By Júlio Springer Pitanga
(Available at www.oocities.org/matibhadra/forum/portugues/010.htm)
It is argued whether phenomena are produced causally or casually, that is, by chance — defined as a set of causes that are unpredictable and independent of each other.
However, while the required unpredictability of the causes of a phenomenon in a so-called casual production may occur with respect to a particular observer and under certain conditions, there is no evidence that it should occur with respect to any observer or under any conditions. Thus the very definition of chance underlies the unjustified assumption of a limit to the knowability of the causes of the phenomenon produced.
Also, although the reciprocal dependence of the causes of a phenomenon on a so-called casual production may not be observed by a particular observer under certain conditions, there is no evidence that it can never be observed by any observer or under any conditions. Thus, again, the very definition of chance underlies this other unjustified assumption, of omniscience on the part of those who affirm it.

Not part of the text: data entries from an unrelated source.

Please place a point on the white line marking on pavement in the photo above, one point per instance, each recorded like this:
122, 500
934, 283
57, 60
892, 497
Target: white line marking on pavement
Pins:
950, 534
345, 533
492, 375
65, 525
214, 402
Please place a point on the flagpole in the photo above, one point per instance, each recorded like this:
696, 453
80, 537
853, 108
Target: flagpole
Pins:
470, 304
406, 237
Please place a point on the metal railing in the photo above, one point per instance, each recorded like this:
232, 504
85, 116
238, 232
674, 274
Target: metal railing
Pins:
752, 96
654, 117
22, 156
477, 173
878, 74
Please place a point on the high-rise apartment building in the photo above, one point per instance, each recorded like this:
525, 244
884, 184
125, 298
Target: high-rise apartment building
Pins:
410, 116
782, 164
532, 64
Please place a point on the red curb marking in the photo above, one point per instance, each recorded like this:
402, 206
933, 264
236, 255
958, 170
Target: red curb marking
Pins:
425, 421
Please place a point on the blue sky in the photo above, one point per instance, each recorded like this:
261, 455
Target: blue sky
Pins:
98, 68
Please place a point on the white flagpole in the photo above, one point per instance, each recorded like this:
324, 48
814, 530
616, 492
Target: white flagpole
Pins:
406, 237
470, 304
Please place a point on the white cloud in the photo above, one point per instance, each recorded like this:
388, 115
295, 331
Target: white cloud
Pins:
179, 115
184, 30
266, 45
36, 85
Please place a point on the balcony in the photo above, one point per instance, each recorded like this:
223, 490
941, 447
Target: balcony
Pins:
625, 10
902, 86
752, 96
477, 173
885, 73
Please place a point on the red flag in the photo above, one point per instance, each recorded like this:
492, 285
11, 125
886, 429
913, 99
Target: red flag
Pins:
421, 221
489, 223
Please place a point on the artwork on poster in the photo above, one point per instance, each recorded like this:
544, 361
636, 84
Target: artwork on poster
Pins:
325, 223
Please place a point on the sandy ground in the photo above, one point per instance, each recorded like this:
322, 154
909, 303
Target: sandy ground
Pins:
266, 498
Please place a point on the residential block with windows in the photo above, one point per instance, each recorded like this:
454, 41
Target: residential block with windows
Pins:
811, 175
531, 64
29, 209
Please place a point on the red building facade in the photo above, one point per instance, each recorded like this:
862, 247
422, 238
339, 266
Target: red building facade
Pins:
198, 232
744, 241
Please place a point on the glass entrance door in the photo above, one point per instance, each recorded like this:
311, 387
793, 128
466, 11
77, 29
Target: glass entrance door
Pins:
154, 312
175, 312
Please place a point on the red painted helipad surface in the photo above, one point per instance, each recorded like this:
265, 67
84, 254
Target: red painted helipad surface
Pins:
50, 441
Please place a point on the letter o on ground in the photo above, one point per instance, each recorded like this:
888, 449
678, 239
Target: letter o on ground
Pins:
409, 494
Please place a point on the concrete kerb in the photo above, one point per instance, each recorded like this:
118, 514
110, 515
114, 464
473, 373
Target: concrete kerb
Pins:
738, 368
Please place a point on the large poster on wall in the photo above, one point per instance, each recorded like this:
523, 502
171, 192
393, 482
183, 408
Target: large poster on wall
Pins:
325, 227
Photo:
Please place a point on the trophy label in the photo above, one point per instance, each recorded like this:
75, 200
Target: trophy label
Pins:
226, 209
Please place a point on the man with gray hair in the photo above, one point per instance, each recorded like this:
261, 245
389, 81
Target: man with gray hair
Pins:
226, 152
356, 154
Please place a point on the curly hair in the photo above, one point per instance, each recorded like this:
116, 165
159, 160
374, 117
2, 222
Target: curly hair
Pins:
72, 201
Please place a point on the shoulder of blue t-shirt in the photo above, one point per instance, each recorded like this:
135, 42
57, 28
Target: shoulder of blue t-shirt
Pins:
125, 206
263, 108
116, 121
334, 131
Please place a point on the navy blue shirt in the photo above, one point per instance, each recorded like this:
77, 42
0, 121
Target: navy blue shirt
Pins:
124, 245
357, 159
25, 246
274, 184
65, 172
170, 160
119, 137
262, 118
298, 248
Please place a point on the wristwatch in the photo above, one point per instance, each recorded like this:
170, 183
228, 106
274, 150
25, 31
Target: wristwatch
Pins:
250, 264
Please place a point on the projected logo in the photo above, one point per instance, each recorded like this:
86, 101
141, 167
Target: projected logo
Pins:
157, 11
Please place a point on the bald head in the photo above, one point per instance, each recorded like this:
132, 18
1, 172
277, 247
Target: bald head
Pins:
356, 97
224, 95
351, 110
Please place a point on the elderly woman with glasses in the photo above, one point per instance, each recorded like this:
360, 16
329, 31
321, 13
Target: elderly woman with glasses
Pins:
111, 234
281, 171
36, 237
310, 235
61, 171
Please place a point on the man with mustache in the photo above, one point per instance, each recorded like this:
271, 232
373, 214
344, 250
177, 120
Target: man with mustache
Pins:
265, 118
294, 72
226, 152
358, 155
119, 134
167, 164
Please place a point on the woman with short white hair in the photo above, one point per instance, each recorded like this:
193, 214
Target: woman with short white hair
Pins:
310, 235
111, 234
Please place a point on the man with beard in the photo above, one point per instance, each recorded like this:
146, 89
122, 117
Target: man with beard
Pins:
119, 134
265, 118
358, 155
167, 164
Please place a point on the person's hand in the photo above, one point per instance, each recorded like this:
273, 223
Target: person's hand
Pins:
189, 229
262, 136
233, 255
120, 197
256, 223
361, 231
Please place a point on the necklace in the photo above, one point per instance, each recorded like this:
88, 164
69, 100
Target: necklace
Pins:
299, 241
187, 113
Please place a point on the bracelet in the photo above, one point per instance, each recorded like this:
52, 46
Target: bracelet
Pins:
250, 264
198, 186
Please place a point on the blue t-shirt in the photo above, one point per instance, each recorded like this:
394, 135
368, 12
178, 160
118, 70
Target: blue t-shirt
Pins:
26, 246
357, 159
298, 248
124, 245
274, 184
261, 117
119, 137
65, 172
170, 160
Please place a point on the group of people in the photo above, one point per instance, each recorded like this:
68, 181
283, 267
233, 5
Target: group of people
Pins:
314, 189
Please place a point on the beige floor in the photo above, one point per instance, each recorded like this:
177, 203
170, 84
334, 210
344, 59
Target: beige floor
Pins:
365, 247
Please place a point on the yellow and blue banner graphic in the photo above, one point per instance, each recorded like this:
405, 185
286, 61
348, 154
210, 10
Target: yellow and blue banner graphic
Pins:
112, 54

In other words, the very idea of casual production requires two unwarranted and, indeed, mutually contradictory assumptions, one of limit to knowability and the other of omniscience — which, eliminated, eliminate the very possibility of chance, as defined above. One can certainly speak of a set of causes not foreseen and whose mutual dependence is not observed by a certain observer and under certain conditions — but the circumstantial cognitive limitations of this observer do not transform a causal production in this chimera called casual production, or perhaps.
“Coincidence”, in turn, is a neutral term, which denotes neither chance nor causality, but simply describes two or more facts (incidences) in some way related to a certain common circumstance. However, the expression “mere coincidence”, by excluding the possibility of mutual dependence between phenomena, is contaminated by the same unjustified assumption, of omniscience by the one who expresses it, who afflicts the notion of chance.
And finally, the notion of synchronicity, proposed by Swiss psychologist C. G. Jung as an alternative to the notions of causality and chance, is confessedly a recognition of the interdependence of objective and subjective events, without explicitly explaining the nature of this interdependence. Et pour cause, since interdependence between phenomena is but another name for causality, which is why the proposed synchronicity does not escape the notion of causality that it seeks to repudiate.